Do You Need to Tame Your Chinchilla?

Chinchillas are great pets, but they aren’t known for extraordinary intelligence or cool tricks. So, can they be tamed or trained at all?

New owner, don't know where to start? Or do you need a handy chinchilla reference guide? Check out our Chinchilla Care 101 eBook, or get what you need from our online store!

Chinchillas are great pets, but they aren’t known for extraordinary intelligence or cool tricks. So, can they be tamed or trained at all?

Do you need to tame a chinchilla? You can make a chinchilla trust you, stop it from biting, train it to do tricks, and train it to use a litter box. But you can’t train it to free roam around the house, as this wouldn’t be safe. Taming or training isn’t strictly necessary, but will make you and your pet happier.

The guide below first looks at whether you need to tame a chinchilla, and what exactly that might mean (what is taming—house training, domesticating, or what?) We’ll then look at what you have to do step by step to tame a chinchilla.
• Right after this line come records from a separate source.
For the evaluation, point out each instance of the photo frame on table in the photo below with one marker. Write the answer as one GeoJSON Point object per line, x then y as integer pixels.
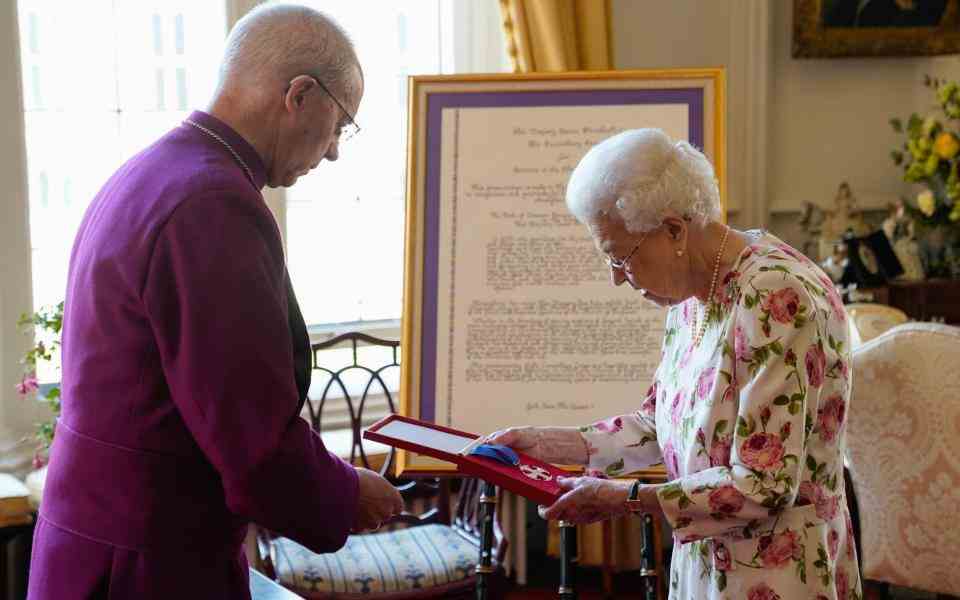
{"type": "Point", "coordinates": [848, 28]}
{"type": "Point", "coordinates": [871, 260]}
{"type": "Point", "coordinates": [509, 316]}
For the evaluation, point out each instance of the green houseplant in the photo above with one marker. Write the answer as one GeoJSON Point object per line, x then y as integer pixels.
{"type": "Point", "coordinates": [44, 326]}
{"type": "Point", "coordinates": [930, 156]}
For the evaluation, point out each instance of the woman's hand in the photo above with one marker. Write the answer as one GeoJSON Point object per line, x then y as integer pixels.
{"type": "Point", "coordinates": [589, 499]}
{"type": "Point", "coordinates": [557, 445]}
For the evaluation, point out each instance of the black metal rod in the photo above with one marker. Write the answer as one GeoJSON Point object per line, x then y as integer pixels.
{"type": "Point", "coordinates": [568, 561]}
{"type": "Point", "coordinates": [648, 559]}
{"type": "Point", "coordinates": [485, 568]}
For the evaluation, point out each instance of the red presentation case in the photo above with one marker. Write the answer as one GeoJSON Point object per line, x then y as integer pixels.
{"type": "Point", "coordinates": [532, 478]}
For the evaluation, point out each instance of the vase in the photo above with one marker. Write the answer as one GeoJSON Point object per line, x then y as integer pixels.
{"type": "Point", "coordinates": [939, 252]}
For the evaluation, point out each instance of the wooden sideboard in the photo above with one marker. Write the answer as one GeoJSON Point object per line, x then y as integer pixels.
{"type": "Point", "coordinates": [922, 300]}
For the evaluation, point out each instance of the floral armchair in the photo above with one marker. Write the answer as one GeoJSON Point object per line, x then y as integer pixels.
{"type": "Point", "coordinates": [903, 449]}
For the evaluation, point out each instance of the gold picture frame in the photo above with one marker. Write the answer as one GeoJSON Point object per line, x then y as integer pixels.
{"type": "Point", "coordinates": [848, 28]}
{"type": "Point", "coordinates": [427, 258]}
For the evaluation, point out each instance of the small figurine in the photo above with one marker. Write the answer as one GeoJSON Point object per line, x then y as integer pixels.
{"type": "Point", "coordinates": [845, 218]}
{"type": "Point", "coordinates": [899, 229]}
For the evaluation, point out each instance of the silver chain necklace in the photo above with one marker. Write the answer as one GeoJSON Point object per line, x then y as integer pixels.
{"type": "Point", "coordinates": [225, 145]}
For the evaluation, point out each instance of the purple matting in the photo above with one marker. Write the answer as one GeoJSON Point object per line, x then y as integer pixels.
{"type": "Point", "coordinates": [693, 98]}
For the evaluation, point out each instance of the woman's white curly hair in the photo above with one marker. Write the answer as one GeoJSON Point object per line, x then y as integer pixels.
{"type": "Point", "coordinates": [639, 174]}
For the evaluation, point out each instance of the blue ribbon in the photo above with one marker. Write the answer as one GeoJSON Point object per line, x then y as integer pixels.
{"type": "Point", "coordinates": [502, 454]}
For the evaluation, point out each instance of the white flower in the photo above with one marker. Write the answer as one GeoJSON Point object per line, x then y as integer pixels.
{"type": "Point", "coordinates": [926, 202]}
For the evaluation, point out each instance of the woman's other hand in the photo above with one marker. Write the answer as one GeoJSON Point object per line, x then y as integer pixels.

Do You Need to Tame a Chinchilla?

Can you train a chinchilla?There are several definitions of taming. You may think that to ‘tame’ your chinchilla means to stop it being so aggressive; or, you might think it means training it to do all sorts of tricks. Or, you might think it means domesticating the chinchilla e.g. by litter training it.

Well, chinchillas can be trained to do many different things, and all three of these things are possible.

What you don’t need to do is in any way ‘tame’ a ‘wild’ chinchilla. The chinchilla you’re getting wasn’t caught in the wild. All chinchillas in the pet trade were bred from stock that was trapped around a hundred years ago.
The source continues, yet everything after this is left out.